St John Chrysostom (the
golden-mouthed) wrote a series of sermons in the late fourth century (386/7 CE)
called “Against the Jews”. He accuses the Jews of being disobedient, carnal,
demon-possessed. The tradition continues through Augustine, all the way down
the Martin Luther. And our great saint-theologians have said that because “the
Jews killed Christ” they are punished, damned and demeaned (descriptive). And
they have meant that because “the Jews killed Christ” they should be punished,
damned and demeaned (prescriptive).
Is this what you think of, if you
sing the traditional words of this verse of this hymn?

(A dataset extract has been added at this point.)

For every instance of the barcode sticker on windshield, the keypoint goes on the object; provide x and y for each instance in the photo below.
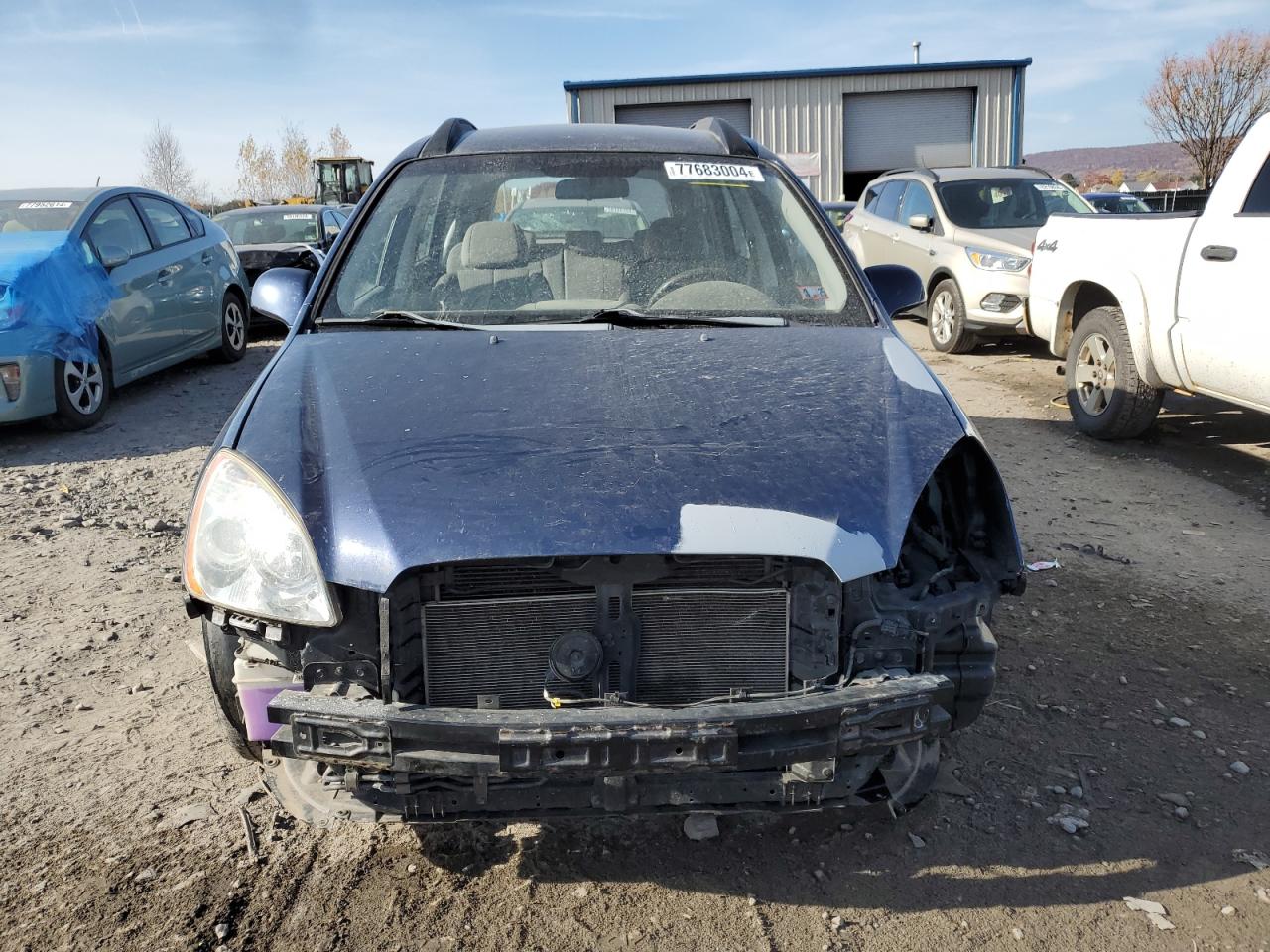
(712, 172)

Is this what modern worshippers think
of?
Is this what Charles Wesley intended
to convey?
I doubt it. Let me be clear: I doubt
it.
But!
But the tradition of saying “the Jews
killed Christ” has been so wide and so deep. It infected even theologians and
saints. And it infected mobs and gangs throughout Christendom. It was so
infectious that – again, I am obliged to tell you – over centuries, it was
dangerous to be a Jew in Christian Holy Week. You were in danger of being
attacked, by baptised, church-going Christians, because of that charge of
“deicide”. Though the charge was never formally taught, it was strongly implied
by the shape and the details of the liturgy of Holy Week. The tradition is so wide
and so deep that – I say – it places a burden on us, today. We bear the burden
of making sure we do away with – eradicate, destroy - all such implications,
whenever they bubble up.
You may now be thinking: “If what you
say about Christian history is correct, I can see how this verse, using these
words, is risky, is suspicious. But! But, honestly, Patrick, you’re taking all
of this much too seriously! I really don’t think that hard about what I sing.”
Well, I’m afraid I don’t stand down. On the contrary, I will say: it is
precisely what we say or sing without thinking about it that shows what we
really believe. Let me give another example: “There is a green hill far away,
without a city wall, where…”. You will have added mentally: “the dear Lord was
crucified, who died to save us all”. And I even dare to suggest that those
words you have supplied tell you important things about what you believe (or
think Christians believe) about Jesus and his death, precisely because you didn’t
think about them.
What we are not sure about, we have
to think about. What we know in our bones, we don’t have to think about. They
flow through us. They trip off the tongue. Those who don’t think about these
words in this verse of Lo He Comes, then, often at least, “know“ things
(presume things) that they may struggle to articulate.
I am sorry. Not so much a
transgressive sermon as a harsh one. But there is good news. The good news is
that we can sing the hymn with full gusto, relishing all its Wesleyan wonders.
And! And we don’t have to change a word. We don’t have to – because the
hymn-book editors have done it for us. (You see: it really isn’t just me who
has found the verse difficult.) They have changed “Those who set at
nought” to “We who set at nought”.
And let’s be clear here too. That is
better theology. To stress: the change hasn’t been made to avoid giving offence
to Jews (or anybody). The change has been because the notion that “the Jews
killed Christ” has always been plain wrong. Disgustingly wrong. Sinfully wrong.
On purely Christian terms. Historically (as I have said), it was powerful players
in the Roman Empire who killed Jesus. Theologically, it is the sins of all of
us who killed Jesus (our own murderous instincts, our own willingness to stand
by). The sins of all of us, starting, as always with the household of faith.
We. We who set at nought and sold him.
Still not exactly good news, I admit.
In truth, why our sins killed Christ is an important theme, but one for another
place. But I will say, most assuredly, that it does lead to good news. Good
news, happily summarised in the very next verse of the hymn:
Those dear tokens of his passion
Still his dazzling body bears
Cause of endless exultation
To his ransomed worshippers
With what rapture
(with what rapture,
with what rapture)
Gaze we on those glorious scars.
Amen.
[1] I
am aware that the Semitic languages do use words related to the Hebrew, Mashiach,
but this is definitely a hymn of the Western, Latin tradition.